胃潰瘍とは|原因や症状、検査、治療法

胃潰瘍とは?

胃液の分泌のバランスが崩れることで、胃壁が傷つき、粘膜層よりさらに深い筋層までただれてしまっている状態です。

症状が進行すると胃に穴が空き、全身症状が現れることもある危険な病気で、40歳以上の人が発症しやすいという特徴があります。

胃潰瘍の原因は?

主にヘリコバクター・ピロリ(ピロリ菌)の感染や、解熱鎮痛剤である非ステロイド性抗炎症薬(NSAIDs)の副作用、ストレスによる粘膜保護成分の分泌異常などが原因で発症します。

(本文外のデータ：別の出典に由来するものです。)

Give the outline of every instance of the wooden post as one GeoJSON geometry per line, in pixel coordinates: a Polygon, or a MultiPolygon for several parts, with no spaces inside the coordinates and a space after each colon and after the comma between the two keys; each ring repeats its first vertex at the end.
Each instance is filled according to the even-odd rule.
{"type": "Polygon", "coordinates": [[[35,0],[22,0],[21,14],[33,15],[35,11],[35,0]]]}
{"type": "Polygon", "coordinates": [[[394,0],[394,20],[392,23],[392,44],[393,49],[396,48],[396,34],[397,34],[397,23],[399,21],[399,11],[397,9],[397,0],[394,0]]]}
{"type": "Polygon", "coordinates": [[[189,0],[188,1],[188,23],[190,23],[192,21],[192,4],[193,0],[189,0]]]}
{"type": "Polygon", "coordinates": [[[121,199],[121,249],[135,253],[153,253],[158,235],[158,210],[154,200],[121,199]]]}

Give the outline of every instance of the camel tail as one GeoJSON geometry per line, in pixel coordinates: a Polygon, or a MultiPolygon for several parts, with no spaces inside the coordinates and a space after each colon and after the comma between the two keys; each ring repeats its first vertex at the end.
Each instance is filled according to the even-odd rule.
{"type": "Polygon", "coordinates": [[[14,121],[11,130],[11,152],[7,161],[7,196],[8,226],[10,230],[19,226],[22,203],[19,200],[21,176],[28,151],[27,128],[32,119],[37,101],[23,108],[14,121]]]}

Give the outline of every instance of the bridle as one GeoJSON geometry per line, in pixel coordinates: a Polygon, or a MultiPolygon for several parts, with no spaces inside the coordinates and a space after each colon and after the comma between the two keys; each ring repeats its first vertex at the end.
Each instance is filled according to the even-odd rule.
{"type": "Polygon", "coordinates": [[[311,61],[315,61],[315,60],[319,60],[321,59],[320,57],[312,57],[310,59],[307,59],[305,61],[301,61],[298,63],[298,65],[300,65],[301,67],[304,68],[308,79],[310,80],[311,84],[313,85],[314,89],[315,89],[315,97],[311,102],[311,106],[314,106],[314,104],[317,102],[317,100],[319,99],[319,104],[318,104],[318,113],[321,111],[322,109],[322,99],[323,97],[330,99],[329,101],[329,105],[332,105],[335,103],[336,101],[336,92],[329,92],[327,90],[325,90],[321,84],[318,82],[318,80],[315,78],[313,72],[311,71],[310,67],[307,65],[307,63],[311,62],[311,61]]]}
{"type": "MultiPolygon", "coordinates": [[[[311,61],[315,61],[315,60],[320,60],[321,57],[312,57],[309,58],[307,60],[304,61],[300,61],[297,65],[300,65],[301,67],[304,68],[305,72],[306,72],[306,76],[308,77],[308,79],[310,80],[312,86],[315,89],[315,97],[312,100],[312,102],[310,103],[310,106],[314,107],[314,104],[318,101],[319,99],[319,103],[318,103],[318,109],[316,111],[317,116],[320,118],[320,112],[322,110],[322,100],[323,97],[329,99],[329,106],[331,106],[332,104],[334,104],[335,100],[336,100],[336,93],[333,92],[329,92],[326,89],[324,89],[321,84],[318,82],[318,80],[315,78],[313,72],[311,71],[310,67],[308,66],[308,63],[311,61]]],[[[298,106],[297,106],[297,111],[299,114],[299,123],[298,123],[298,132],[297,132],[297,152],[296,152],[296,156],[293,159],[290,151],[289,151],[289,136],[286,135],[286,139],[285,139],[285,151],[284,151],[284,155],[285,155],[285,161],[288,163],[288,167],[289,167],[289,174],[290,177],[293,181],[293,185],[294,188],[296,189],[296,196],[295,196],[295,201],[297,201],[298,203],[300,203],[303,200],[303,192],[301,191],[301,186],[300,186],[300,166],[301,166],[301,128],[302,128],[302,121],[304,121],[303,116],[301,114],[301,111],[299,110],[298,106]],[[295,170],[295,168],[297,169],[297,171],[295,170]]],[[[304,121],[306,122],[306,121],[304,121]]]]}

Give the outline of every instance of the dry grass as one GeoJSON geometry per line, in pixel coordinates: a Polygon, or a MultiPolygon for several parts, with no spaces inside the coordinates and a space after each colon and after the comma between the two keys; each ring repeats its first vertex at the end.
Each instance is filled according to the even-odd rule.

特にピロリ菌が原因で胃潰瘍を発症することが多く、ピロリ菌は母子感染やピロリ菌に汚染された食べ物や水(井戸水)を摂取することで感染し、除去しない限りはピロリ菌は胃の中で生き続けます。

胃潰瘍で現れる症状は?

主にみぞおちあたりから左の脇腹にかけて鈍い痛みが生じることが多く、特に空腹時や食後に痛みを訴える傾向があります。

胃潰瘍が進行して胃壁から出血した場合には、黒っぽい吐血や、血の混ざった黒ぽいタール状の便、腹痛、血圧の低下が見られます。

万が一、胃が穿孔(穴が空いた状態)してしまうと、胃の内容物が腹腔内に漏出して腹膜炎が起きることもあるので、2〜3日胃が痛いときは、一度かかりつけの病院を受診しましょう。

胃潰瘍の検査方法は?

胃がんとの区別をするために内視鏡検査を行った後、ピロリ菌の感染の有無を調べるために、血液検査やウレアーゼ試験、尿中抗体検査、便中抗原検査などを行います。

胃潰瘍の治療方法は?

胃に出血が見られないときは薬による治療を行い、胃液の分泌バランスを整えます。ピロリ菌が原因で胃潰瘍が起きているときは、合わせて抗菌薬も飲み、ピロリ菌の除菌を行います。

通常2ヶ月程度でピロリ菌を除去することができますが、除去できていない場合は異なる種類の抗菌薬を使用します。途中で服用をやめると、胃潰瘍が再発する可能性もあるので、薬は自己判断で辞めずに最後まで飲みきるようにしてください。

万が一、胃に出血や穿孔が認められる場合は、内視鏡を用いて止血剤の注射や患部に小型のクリップをかけるなどの止血処置を行います。

胃潰瘍の予防方法は?

ピロリ菌の感染が主な原因なので、ピロリ菌に感染していないか検査をしましょう。

NSAIDsを長期で服用しており、胃が痛む場合は、医師と相談して異なる種類の抗炎症薬を使用すると良いでしょう。